The ongoing ultra-low-rate environment generally has prompted stronger interest in precious metals as perceived safe-haven assets on the part of savers concerned that central bank low-rate initiatives would significantly weaken the dollar. But chronically low rates also have benefitted precious metals by greatly mitigating the opportunity cost of owning metals. Physical gold and silver don’t pay interest and that sometimes can harm interest in metals under more historically normal rate conditions. But that’s not seen as a disadvantage by savers in environments when interest-bearing vehicles – such as certificates of deposit and bonds – pay so little that real rates are actually negative when one accounts for inflation.
So record low rates maintained for an extended period energize interest in metals as potential safe havens, and further energize that interest because enthusiasm for interest-bearing assets is greatly reduced. Now there’s serious talk of doubling the capital gains tax on America’s biggest earners. If that comes to pass – and even if it merely looks as though it will come to pass – the wind could disappear from the sails of equities. Ultimately, then, persistently low rates and a possible mammoth increase in the capital gains tax could make interest-bearing assets and equities less interesting to savers. Combine that with the separate energy that tends to naturally accumulate to metals on the basis of low rates, big spending and – now – inflationary signs, and it’s possible the broad public interest in gold and silver could climb even higher.
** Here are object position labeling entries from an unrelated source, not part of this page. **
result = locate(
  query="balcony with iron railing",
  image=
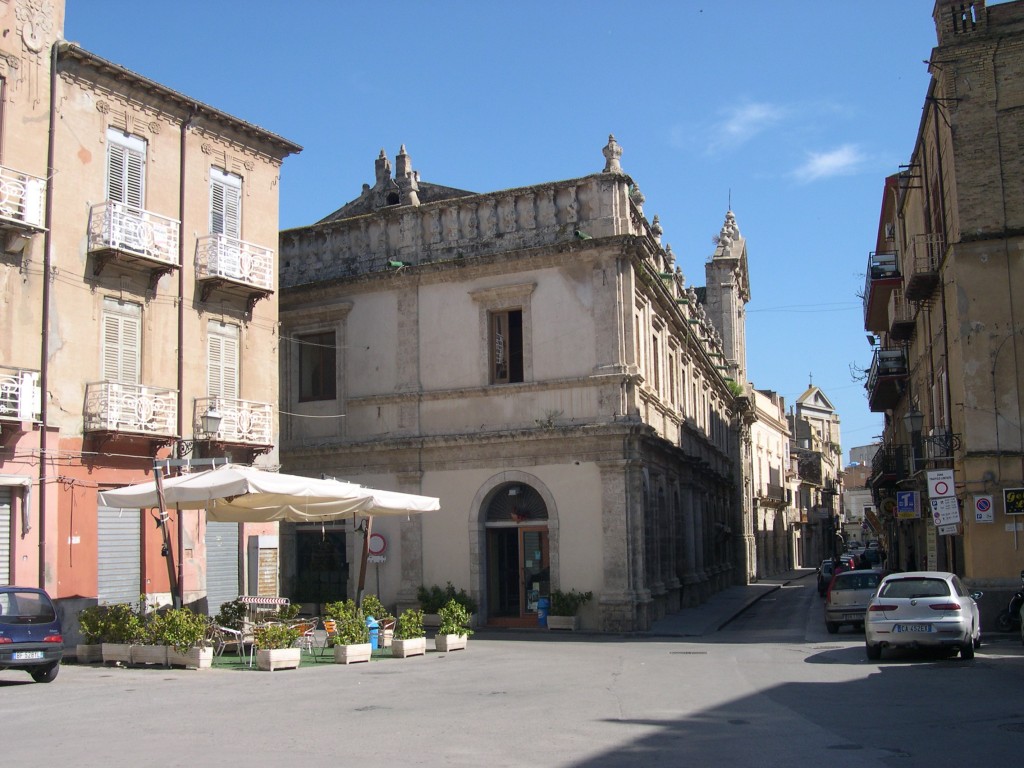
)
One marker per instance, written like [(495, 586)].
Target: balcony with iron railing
[(118, 231), (243, 422), (902, 316), (22, 201), (19, 394), (923, 266), (233, 265), (882, 279), (886, 379), (115, 407)]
The Kitco News article referenced earlier features a simple but telling assessment by Kevin Grady of Phoenix Futures and Options LLC of the potential for an even more improved metals climate if a capital gains tax increase ultimately levels markets. “Money goes where it is treated best,” Grady said. “Right now, people are chasing yields. They want to find the higher yield.”
In other words, if gold and silver see organic strength on the back of low rates, profligate spending and a spike in inflation…and also see additional strength by virtue of the fact low rates and rocky financial markets are blunting interest in bonds, CDs and equities…then it’s difficult to imagine how the environment for precious metals could become any more ideal.
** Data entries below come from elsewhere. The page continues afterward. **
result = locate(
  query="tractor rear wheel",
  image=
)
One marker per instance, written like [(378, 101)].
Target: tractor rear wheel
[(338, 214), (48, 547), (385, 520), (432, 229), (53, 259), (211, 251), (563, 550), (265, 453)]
Metals Resume Surge After Slow 2021 Start
Amid the broadly positive metals climate, gold and silver experienced a slow start to 2021, trending slightly downward from January through April. May, however, was a different story as recent good news for gold and silver in the form of a Fed recommitment to low rates, expectations of bigger Biden spending, signs inflation could be returning and the possibility America’s biggest earners could see their capital gains tax rate double seems to have reenergized the metals. Last month, gold climbed nearly 8% while silver rose roughly 8.5%. More broadly, over the last 2 ½ years, gold has appreciated 56% and silver has climbed 96%.
We can’t know for sure where precious metals will go next. But there seems a distinct possibility the overall environment for gold and silver will improve additionally from here. And part of that improvement could well come in the form of an onerous increase in the capital gains tax rate that troubles financial markets and, in turn, further ignites both metals’ perceived safe-haven property as well as its potential as a growth asset.